I will prove in general that $\displaystyle \sum_{k \geq 1} \phi(k) \left \lfloor \dfrac{n}{k} \right \rfloor = \dfrac{n(n+1)}{2}.$

Note that $\left \lfloor \dfrac{n}{k} \right \rfloor$ is the expression for the number of multiples of $k$ less than or equal to $n$ . Thus, we can write $\left \lfloor \dfrac{n}{k} \right \rfloor$ as $\left \lfloor \dfrac{n}{k} \right \rfloor = \displaystyle \sum_{\substack{m \leq n\\ k \mid m}} 1.$

Thus, substituting this back into the original expression gives us \begin{aligned} \displaystyle \sum_{k \geq 1} \phi(k) \left \lfloor \dfrac{n}{k} \right \rfloor &= \displaystyle \sum_{k \geq 1} \phi(k) \displaystyle \sum_{\substack{m \leq n\\ k \mid m}} 1\\ &= \displaystyle \sum_{k \geq 1} \displaystyle \sum_{\substack{m \leq n\\ k \mid m}} \phi(k). \end{aligned}

If we instead consider this summation in $k$ , rather than in $m$ , we get \begin{aligned} \displaystyle \sum_{k \geq 1} \displaystyle \sum_{\substack{m \leq n\\ k \mid m}} \phi(k) &= \displaystyle \sum_{k \geq 1} \displaystyle \sum_{\substack{k \mid m\\ m \leq n}} \phi(k)\\ &= \displaystyle \sum_{m=1}^{n} \displaystyle \sum_{k \mid m} \phi(k). \end{aligned}

Now we can use the famous identity $\displaystyle \sum_{d \mid n} \phi(d) = n.$

to get $\begin{aligned} \displaystyle \sum_{m=1}^{n} \displaystyle \sum_{k \mid m} \phi(k) &= \displaystyle \sum_{m=1}^{n} m\\ &= \dfrac{n(n+1)}{2}. \end{aligned}$

Thus, proven.

Substituting $n=63$ gives us the answer of $2016$ .
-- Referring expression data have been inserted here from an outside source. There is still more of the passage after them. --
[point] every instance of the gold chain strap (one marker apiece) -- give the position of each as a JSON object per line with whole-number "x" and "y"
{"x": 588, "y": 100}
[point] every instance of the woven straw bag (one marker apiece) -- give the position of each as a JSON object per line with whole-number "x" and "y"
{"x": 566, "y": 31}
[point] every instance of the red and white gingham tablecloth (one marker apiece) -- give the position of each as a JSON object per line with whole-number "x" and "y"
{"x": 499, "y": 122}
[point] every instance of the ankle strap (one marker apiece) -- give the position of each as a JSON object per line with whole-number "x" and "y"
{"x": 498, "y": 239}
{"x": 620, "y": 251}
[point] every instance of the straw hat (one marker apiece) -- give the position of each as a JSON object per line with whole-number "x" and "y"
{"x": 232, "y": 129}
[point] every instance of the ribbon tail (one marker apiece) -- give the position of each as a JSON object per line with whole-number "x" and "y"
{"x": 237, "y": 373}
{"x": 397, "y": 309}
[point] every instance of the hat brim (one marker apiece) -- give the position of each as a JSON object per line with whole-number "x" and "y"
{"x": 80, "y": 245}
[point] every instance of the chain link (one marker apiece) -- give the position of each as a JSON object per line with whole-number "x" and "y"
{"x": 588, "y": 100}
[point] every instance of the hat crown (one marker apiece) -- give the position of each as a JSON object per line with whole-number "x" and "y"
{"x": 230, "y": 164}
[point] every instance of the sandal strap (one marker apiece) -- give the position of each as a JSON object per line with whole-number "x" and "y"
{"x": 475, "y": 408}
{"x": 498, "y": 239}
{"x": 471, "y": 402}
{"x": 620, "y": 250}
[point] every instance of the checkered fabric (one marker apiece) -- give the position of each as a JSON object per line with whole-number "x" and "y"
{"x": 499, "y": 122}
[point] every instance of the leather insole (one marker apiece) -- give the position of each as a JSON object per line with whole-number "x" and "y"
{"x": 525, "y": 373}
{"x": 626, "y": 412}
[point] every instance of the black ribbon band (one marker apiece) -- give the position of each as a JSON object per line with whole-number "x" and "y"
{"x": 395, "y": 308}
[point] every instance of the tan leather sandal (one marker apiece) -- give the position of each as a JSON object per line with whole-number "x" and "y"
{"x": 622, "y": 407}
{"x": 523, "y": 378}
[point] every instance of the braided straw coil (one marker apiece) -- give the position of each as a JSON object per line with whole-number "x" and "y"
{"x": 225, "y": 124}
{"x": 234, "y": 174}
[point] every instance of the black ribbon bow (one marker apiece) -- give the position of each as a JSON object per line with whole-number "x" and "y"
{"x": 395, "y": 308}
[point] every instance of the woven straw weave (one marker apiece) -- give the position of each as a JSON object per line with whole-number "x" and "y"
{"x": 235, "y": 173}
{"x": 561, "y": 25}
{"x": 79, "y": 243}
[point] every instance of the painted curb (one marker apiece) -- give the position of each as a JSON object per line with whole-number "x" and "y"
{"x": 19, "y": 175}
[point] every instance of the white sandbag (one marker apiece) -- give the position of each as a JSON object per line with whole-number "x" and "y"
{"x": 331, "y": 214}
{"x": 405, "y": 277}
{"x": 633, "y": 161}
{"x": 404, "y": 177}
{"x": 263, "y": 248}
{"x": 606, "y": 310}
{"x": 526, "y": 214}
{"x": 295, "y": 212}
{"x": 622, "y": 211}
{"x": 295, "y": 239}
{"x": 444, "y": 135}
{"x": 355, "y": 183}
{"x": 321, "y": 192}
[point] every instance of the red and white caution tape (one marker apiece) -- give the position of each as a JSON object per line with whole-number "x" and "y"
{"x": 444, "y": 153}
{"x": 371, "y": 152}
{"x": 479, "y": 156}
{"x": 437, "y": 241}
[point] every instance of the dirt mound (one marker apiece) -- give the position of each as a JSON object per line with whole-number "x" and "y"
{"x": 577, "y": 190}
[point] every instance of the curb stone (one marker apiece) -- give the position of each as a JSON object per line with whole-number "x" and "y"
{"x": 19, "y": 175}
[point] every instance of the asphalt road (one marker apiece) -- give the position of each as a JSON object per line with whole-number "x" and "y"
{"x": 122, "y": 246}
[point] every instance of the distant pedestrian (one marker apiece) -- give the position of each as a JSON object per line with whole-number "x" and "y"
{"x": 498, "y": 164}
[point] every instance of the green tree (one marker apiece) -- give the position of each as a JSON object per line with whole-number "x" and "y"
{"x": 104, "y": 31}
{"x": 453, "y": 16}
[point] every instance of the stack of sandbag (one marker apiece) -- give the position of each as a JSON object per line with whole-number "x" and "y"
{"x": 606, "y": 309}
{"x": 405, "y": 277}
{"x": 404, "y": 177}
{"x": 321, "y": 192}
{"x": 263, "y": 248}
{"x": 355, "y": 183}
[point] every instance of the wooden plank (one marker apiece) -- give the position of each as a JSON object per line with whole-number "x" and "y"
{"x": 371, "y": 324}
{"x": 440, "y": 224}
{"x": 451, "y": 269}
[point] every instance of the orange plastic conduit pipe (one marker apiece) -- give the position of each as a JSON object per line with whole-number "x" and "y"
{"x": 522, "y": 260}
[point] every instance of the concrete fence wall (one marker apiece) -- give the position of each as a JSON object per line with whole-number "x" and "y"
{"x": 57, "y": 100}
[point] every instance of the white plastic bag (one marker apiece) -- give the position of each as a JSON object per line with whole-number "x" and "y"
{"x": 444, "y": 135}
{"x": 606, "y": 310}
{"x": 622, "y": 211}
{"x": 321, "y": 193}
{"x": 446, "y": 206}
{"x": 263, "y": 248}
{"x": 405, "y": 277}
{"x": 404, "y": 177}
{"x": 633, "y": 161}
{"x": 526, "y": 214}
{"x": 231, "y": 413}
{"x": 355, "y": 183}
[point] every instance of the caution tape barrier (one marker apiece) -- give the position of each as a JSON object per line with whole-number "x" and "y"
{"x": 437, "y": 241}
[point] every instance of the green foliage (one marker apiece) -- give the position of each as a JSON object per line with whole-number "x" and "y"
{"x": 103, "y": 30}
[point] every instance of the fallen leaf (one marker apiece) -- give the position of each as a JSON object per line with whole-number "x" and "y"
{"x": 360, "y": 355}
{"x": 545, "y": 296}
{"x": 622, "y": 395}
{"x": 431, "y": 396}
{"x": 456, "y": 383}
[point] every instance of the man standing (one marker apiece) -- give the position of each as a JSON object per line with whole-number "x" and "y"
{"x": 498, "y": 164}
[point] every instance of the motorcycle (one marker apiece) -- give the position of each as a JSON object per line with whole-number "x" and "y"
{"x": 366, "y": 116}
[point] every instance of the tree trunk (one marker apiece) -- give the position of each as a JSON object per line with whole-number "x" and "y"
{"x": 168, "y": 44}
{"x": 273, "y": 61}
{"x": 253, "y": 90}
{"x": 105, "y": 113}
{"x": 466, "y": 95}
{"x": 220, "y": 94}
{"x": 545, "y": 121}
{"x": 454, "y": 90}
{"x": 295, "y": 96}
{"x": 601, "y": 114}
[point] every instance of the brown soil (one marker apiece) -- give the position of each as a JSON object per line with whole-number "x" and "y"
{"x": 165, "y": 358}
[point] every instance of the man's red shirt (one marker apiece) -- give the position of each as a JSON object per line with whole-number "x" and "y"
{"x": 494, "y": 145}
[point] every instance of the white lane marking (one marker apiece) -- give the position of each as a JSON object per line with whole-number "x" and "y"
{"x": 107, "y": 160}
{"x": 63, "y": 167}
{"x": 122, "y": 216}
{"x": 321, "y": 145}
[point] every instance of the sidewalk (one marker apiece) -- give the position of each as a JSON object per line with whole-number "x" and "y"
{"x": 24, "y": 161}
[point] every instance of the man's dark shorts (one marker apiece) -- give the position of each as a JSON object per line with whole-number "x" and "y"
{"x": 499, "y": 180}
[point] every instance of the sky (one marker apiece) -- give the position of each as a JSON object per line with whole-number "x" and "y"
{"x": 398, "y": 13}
Its easy to prove that if $F(n)=\sum_{d|n}^{}f(d)$

Then $\sum_{n=1}^{N}F(n)=\sum_{k=1}^{N}f(k)\left\lfloor N/k\right\rfloor$

If we consider $f(n) = \phi(n)$ We get $F(n) = \sum_{d|n}\phi(n) =n$

So $\sum_{k=1}^{N}\phi(k)\left\lfloor N/k\right\rfloor =\sum_{n=1}^{N}F(n)=\frac{n(n+1)}{2}$